4.         The pattern of life in the medieval kingdom

When we turn from examining the details and try to form some conclusions that will help us to visualize what it was really like to live in medieval Fermanagh, on thing stands out clearly. Fermanagh was in every sense of the word a SUB-KINGDOM. That is to say, on the one hand it was a larger territory than the local units of government found in Early Christian Ireland. The kingdom of Lough Erne contained within its jurisdiction approximately seven of the older tuatha and each tuath, instead of being governed by a petty king, was held by one or more vassal-chiefs, who rendered tribute and service to Maguire, and often belonged to the same royal dynasty. On the other hand, the whole kingdom of the Erne was not large enough to be politically viable without the protection of an overlord – O Donnell, O Neill or even the Earl of Ulster. In exactly the same position of sub-kingship were the neighbouring lords, O Rourke of West Breifne, O Reilly of East Breifne and MacMahon of Airghialla; and in each case the territory occupied by these lords became under the English administrators a county, respectively Leitrim, Cavan and Monaghan. It was the binding together of such lesser territories under his overlordship that made the Great O Neill of Tír Eoghain so powerful, and it was the determination of the English governors to separate him from these vassal-lordships, and to keep each one independent of its neighbours and weak, that caused all the wars in Elizabethan Ulster.

            Though it was not in itself very large or rich, Fermanagh had good natural defences in the hills and woods which surrounded it, and was never successfully invaded and colonised by the Anglo-Normans, nor was it often subjected to severe harrying by the neighbouring chiefs. To make an impact on Fermanagh, the raiders needed a fleet of ships, and some of the most spectacular raids were made by the O Donnells coming up the river from near Ballyshannon.[30] Maguire himself kept a fleet, which he used in battles against the O Donnells and the O Reillys, and in the fourteenth and fifteenth centuries he is recorded as coming off victorious in naval encounters.[31] These points: the natural defences of the country, a feeling of security and a lack of ambition on the part of its inhabitants, are brought out in a fifteenth-century poem to Tomás Óg Maguire, ‘Do mheall an sochar Síol gColla’:

Prosperity has beguiled Colla’s seed, Eochaidh’s dauntless race…

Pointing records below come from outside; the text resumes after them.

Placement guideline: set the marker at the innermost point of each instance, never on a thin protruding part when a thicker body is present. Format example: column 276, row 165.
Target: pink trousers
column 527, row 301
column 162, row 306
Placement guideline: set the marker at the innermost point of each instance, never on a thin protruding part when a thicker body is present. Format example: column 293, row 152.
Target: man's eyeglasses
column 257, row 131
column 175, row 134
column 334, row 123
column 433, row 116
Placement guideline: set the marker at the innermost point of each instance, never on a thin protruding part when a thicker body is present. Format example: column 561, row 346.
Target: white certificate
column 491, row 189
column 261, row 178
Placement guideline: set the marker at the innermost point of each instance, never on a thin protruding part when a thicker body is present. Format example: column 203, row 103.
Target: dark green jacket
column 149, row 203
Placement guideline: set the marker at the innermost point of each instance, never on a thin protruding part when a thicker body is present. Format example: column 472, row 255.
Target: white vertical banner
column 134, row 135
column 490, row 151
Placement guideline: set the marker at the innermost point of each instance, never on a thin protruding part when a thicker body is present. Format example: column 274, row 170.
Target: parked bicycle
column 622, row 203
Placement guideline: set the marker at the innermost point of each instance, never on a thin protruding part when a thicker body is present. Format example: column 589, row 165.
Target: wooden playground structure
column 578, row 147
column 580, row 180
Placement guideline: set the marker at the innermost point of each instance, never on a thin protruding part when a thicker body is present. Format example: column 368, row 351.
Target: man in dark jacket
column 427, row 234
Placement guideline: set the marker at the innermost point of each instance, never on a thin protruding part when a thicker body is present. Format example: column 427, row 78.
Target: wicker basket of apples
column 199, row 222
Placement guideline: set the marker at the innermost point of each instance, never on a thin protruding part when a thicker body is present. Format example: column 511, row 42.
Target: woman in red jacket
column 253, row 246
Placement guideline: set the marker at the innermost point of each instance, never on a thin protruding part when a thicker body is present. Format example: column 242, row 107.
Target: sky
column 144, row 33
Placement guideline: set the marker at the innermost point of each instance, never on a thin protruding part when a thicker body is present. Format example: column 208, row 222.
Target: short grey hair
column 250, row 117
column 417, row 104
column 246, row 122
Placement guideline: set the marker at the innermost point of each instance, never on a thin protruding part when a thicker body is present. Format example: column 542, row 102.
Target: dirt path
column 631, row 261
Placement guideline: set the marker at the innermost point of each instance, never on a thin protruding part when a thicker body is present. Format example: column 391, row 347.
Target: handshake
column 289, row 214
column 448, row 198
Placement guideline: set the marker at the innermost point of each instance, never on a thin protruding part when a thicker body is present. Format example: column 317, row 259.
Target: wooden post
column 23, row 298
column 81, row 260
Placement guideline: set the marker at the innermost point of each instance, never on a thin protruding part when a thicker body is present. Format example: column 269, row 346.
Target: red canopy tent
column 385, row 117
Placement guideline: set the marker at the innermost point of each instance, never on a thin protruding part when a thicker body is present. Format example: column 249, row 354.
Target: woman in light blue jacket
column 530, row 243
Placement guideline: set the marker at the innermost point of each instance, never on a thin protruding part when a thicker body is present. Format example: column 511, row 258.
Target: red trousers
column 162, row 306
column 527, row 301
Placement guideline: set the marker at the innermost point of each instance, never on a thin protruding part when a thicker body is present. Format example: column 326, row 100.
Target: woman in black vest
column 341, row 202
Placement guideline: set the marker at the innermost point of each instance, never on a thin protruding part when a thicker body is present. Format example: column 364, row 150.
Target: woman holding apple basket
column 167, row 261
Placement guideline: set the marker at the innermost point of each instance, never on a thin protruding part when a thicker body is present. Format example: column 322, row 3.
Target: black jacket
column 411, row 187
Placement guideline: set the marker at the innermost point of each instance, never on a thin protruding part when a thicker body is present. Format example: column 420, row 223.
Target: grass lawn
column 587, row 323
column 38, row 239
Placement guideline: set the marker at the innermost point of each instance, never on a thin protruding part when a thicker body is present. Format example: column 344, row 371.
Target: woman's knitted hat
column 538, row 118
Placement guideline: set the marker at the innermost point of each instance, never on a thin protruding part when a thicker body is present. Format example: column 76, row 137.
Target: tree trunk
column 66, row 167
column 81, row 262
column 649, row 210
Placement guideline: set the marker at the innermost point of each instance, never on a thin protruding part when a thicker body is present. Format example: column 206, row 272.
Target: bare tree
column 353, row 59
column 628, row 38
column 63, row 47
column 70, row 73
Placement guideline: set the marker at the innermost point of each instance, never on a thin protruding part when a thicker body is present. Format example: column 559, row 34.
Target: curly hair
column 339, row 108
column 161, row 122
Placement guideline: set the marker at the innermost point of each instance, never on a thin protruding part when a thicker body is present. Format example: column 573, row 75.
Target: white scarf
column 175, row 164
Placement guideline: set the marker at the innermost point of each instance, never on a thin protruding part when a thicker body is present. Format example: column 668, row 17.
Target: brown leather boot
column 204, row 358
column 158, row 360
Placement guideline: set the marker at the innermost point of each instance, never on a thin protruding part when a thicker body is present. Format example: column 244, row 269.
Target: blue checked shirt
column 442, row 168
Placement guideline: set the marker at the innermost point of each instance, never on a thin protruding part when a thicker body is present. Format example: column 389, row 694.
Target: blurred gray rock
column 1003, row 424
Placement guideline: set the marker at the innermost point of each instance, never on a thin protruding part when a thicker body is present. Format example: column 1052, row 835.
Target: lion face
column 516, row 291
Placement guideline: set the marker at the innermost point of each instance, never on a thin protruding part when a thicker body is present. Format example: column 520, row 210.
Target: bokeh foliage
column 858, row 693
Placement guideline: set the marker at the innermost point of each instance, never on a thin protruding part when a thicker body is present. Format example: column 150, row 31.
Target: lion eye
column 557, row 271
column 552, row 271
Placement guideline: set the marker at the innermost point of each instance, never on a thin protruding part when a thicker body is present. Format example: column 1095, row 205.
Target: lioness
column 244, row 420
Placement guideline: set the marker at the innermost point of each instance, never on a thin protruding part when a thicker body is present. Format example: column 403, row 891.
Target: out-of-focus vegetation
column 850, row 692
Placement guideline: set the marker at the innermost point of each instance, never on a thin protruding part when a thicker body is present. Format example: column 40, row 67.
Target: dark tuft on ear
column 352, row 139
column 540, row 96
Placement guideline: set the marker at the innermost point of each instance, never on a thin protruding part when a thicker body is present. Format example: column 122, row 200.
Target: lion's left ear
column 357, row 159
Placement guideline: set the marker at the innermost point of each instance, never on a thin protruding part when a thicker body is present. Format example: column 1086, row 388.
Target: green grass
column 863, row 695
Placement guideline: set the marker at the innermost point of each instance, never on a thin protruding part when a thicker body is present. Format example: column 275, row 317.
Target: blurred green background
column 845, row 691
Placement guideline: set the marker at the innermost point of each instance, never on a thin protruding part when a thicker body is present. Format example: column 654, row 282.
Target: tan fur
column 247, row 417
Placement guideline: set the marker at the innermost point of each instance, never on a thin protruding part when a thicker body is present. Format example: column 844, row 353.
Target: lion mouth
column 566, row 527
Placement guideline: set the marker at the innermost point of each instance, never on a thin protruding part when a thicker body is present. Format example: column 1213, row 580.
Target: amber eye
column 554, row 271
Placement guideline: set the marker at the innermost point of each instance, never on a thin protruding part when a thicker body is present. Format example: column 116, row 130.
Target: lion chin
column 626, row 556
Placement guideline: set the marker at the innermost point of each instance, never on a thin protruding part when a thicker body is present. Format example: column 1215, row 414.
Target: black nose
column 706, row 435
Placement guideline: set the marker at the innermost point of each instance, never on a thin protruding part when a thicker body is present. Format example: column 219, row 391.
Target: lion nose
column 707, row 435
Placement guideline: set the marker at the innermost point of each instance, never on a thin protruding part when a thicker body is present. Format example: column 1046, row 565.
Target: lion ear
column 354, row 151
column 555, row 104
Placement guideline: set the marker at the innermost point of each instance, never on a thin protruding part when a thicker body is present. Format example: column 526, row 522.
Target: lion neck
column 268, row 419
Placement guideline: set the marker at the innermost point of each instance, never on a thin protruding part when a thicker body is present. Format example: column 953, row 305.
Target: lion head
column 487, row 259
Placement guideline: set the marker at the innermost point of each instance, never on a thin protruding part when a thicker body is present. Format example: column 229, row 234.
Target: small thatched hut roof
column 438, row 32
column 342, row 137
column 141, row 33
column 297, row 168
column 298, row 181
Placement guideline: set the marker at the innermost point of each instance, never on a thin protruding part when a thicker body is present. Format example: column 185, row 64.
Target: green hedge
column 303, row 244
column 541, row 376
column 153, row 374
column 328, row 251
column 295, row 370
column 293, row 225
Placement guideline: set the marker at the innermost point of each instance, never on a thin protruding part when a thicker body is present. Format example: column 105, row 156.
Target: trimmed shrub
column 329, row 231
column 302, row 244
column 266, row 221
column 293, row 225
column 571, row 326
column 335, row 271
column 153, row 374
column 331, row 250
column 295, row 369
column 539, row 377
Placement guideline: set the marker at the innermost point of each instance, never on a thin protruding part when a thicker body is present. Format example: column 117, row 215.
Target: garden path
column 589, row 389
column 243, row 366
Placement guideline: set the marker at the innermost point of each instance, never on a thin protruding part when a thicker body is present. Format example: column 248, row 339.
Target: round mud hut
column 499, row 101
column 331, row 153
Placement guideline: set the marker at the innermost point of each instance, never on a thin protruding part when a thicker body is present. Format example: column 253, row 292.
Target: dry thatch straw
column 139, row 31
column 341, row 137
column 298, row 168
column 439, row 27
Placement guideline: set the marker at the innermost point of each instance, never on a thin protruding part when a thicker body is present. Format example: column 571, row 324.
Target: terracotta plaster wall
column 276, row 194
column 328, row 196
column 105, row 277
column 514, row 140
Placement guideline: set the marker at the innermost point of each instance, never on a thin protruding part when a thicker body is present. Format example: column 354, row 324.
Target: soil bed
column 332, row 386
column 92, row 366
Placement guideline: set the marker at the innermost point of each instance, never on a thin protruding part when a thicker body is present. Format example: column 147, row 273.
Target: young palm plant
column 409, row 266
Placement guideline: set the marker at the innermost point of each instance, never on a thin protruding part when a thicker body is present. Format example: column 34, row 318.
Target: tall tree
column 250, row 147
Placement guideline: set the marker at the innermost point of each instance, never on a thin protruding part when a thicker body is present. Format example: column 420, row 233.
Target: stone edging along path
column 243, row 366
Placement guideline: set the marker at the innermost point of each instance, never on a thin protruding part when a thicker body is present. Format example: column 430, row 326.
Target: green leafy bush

Their great blessings have ruined them…

Though Tomás’s son may think of going to the Conn’s Fort to be crowned, his race will not follow him, finding it too hard to leave their charter-land.

‘We must not go to the Dún of Eamhain, and thus rouse up war with Í Néill nor to Dún Geanainn either; securer are our own lands.’

Who would not feel bound to stay in his company beside the hilly-shored Éirne? I know a land whose hills should not be exchanged for any smooth plaine

Broad plains in the centre of the land, soil earliest to bear all plants, a

line of fair thick woods set about the Fir Manach, protecting them.

A forest of masts is on the Eirne- it makes one start with joy to see them; green banks – one could gaze on them for ever! – are on each side of it.[32]

The lake was so important to the Maguire chiefs that they lived on the banks right beside the water’s edge. The fifteenth-century king Tomás Óg owned the castle of Enniskillen before he was forced to hand it over to his brother, Pilib the tánaiste.[33] A poem to Tomás Óg describes his residence, not as a castle, but a timber house on the shore of the lake:

The house of Tomas, grandson of Pilib, when one comes to its threshold one sees a herb-garden and ships, and there is only a fence between them. A strip of lake by the side of the house, a green clearing in front of it: the reflection of its purple outlines – a borrowed beauty – in the lake.[34]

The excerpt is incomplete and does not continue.